Le 21/02/2023 à 09h31
je crois entendre la douce musique pour les entreprise devant créer des capacité de production de l’énergie. Qui au final se sont accaparer de 18M€ au détriment d’EDF.
dans ton cas ce sera au détriment de l’Europe/contribuable, si une entreprise gagne plus en subvention qu’en vendant des produit devinons ce qui va se passer ?
Le 21/02/2023 à 13h54
Que font elles donc toutes ces usines européennes que j’ai connues ! Allemagne, Angleterre, Espagne, France, Hollande, Irlande, Italie, Suède ?
Pendant trente années j’ai travaillé avec elle. Pourquoi on ne parle pas d’elles, de leurs recherches, leurs productions ?
Le 21/02/2023 à 18h42
regarde ce qui c’est passé pour les panneau solaire, en Europe 40% plus chère qu’en chine tout a disparu de ce coté en Europe au profit de la chine, pourtant c’était de bon produit. Les éoliennes aussi, coup de bol comme c’est gros tu dois les assembler sur place.

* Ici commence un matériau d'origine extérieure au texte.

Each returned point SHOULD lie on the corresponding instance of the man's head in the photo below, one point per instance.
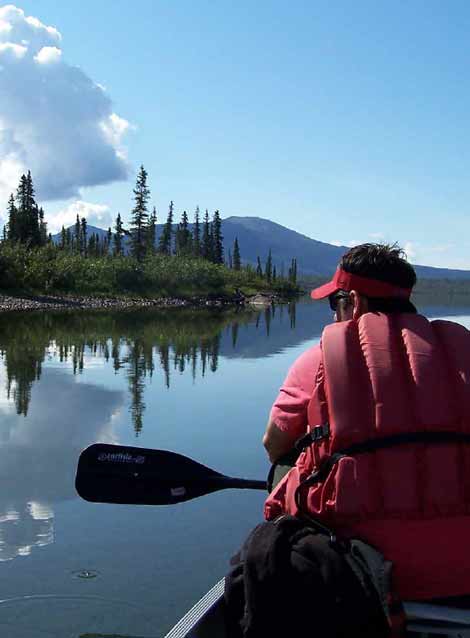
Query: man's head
(370, 278)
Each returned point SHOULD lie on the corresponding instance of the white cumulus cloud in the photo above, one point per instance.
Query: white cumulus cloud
(54, 119)
(95, 214)
(48, 54)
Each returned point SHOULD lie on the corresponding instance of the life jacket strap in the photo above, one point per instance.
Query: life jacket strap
(316, 434)
(321, 473)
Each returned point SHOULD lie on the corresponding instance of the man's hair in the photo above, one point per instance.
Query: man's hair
(385, 263)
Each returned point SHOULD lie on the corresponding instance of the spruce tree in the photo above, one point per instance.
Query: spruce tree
(27, 213)
(109, 241)
(151, 235)
(140, 216)
(206, 249)
(118, 249)
(12, 211)
(218, 246)
(237, 263)
(77, 235)
(42, 228)
(197, 234)
(92, 245)
(83, 237)
(164, 244)
(63, 238)
(183, 237)
(268, 270)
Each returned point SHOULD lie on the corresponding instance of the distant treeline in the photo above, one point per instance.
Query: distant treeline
(426, 292)
(184, 259)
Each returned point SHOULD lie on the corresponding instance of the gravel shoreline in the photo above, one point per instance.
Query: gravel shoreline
(10, 303)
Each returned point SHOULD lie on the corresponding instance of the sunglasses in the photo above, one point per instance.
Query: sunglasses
(336, 297)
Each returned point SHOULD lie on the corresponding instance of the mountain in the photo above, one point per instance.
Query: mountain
(256, 236)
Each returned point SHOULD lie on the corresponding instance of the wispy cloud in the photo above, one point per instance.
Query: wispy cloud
(54, 119)
(96, 215)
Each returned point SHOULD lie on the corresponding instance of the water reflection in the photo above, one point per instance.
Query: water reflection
(38, 458)
(136, 343)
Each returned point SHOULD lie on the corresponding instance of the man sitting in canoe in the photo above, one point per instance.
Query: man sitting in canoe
(381, 413)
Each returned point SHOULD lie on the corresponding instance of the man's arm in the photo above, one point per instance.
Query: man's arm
(276, 441)
(288, 418)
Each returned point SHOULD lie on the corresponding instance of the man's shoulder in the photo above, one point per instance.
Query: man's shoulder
(307, 362)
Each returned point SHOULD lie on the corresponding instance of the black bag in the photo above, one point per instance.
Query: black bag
(287, 579)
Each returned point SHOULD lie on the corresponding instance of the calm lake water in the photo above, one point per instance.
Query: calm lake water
(196, 382)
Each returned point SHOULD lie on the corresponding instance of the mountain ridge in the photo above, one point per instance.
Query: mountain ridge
(257, 235)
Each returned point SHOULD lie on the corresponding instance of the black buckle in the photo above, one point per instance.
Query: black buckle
(317, 433)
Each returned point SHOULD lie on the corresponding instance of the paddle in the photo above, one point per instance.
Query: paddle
(132, 475)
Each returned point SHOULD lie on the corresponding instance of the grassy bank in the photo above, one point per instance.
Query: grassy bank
(49, 270)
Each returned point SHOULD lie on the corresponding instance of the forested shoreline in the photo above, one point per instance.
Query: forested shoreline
(185, 261)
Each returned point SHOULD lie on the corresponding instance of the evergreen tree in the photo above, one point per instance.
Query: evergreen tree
(183, 237)
(140, 216)
(13, 232)
(237, 263)
(268, 270)
(83, 237)
(77, 235)
(218, 246)
(42, 228)
(197, 234)
(118, 236)
(26, 227)
(152, 232)
(109, 240)
(164, 245)
(206, 248)
(63, 238)
(92, 245)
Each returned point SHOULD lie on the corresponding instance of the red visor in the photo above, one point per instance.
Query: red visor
(369, 287)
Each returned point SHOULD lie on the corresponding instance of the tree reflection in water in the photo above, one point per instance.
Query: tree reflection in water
(137, 343)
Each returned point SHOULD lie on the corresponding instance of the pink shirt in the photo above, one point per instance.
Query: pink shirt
(421, 570)
(289, 411)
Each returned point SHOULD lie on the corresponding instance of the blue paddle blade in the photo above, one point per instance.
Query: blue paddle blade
(131, 475)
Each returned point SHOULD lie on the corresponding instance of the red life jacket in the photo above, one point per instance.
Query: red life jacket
(387, 376)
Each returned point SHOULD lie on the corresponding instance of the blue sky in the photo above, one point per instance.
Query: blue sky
(346, 121)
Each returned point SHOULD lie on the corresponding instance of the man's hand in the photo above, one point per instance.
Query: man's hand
(276, 442)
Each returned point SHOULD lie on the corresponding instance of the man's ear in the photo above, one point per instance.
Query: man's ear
(360, 304)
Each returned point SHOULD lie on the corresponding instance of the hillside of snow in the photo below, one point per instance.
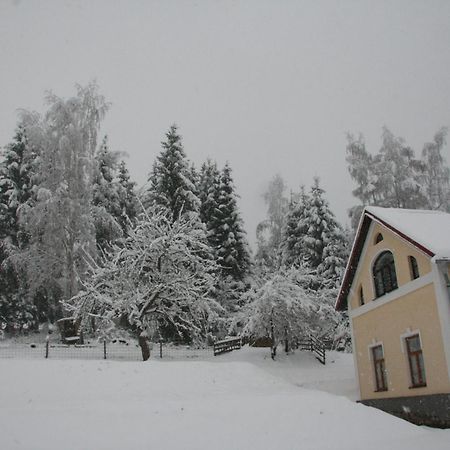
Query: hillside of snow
(242, 400)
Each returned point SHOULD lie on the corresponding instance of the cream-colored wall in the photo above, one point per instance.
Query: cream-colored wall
(388, 321)
(400, 249)
(416, 311)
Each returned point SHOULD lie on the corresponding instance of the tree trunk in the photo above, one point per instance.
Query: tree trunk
(144, 347)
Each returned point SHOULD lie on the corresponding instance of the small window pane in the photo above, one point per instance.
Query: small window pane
(379, 368)
(361, 296)
(384, 275)
(413, 267)
(416, 363)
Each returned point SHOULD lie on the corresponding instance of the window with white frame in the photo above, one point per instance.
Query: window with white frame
(384, 275)
(379, 368)
(415, 360)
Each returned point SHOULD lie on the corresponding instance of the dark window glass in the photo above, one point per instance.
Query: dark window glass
(413, 267)
(415, 358)
(384, 276)
(361, 296)
(379, 367)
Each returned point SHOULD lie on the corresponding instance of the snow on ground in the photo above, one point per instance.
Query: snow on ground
(242, 400)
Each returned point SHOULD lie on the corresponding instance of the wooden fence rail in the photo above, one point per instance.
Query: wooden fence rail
(312, 344)
(227, 345)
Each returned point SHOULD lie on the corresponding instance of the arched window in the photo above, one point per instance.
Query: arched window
(378, 238)
(413, 267)
(384, 276)
(361, 296)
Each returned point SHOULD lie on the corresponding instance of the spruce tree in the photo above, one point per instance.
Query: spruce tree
(320, 225)
(105, 197)
(170, 183)
(16, 173)
(128, 204)
(226, 233)
(269, 232)
(209, 183)
(295, 230)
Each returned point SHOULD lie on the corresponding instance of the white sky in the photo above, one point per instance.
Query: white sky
(270, 86)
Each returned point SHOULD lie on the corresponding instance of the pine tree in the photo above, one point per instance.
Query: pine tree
(295, 230)
(106, 209)
(320, 225)
(128, 204)
(209, 181)
(170, 183)
(436, 174)
(16, 172)
(269, 232)
(17, 312)
(226, 233)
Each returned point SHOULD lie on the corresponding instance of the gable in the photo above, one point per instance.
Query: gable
(366, 237)
(401, 251)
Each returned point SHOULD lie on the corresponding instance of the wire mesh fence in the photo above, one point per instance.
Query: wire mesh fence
(120, 351)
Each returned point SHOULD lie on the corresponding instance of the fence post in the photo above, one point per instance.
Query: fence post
(47, 340)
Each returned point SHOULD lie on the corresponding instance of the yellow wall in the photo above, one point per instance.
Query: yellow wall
(386, 323)
(400, 249)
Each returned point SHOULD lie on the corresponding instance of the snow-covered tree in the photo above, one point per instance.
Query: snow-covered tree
(16, 185)
(394, 177)
(225, 231)
(320, 225)
(436, 174)
(269, 232)
(170, 183)
(60, 224)
(106, 208)
(128, 202)
(157, 280)
(334, 257)
(295, 230)
(280, 309)
(17, 312)
(209, 181)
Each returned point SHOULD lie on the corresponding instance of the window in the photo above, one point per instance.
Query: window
(413, 267)
(415, 358)
(380, 369)
(384, 276)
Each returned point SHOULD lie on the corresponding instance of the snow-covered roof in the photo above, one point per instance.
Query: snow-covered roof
(430, 229)
(426, 230)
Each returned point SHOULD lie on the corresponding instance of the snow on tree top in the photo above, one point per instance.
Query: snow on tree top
(427, 228)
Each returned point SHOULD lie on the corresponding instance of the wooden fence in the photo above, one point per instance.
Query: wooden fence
(314, 345)
(227, 345)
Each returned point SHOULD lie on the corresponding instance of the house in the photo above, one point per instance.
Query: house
(397, 291)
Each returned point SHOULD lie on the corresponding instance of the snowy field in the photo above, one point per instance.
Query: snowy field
(241, 400)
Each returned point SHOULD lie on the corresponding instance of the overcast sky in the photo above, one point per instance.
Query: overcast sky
(270, 86)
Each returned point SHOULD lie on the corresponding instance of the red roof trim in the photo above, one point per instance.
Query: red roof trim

les composés pharmaceutique 0 produit en Europe, les usines qui fonctionnait correctement ont toutes été fermé (dont le fameux paracétamol)
cela ne c’est pas fait en 5 minutes, il a fallu environ 20 ans pour que tous disparaisse un peu comme le nucléaire , et personnellement je pense que cela a commencé dans les années 1980.
Le 27/02/2023 à 08h41
Bonjour, je voulais juste signaler que la pénurie se termine pour toutes les industries qui en ont souffert. Pour les CPUs, cela va faire bientôt un an qu’il y a surproduction.
Cependant, soutenir financièrement ce secteur pour produire les puces dont nous avons besoin me semble une bonne stratégie. Reste à former les experts de ce marché qui se montre très complexe à maitriser de bout en bout.
Il faudra aussi ne pas oublier les fonctions avales de la production au risque de se retrouver avec des puces fabriquées en Europe mais packagées et assemblées en Asie.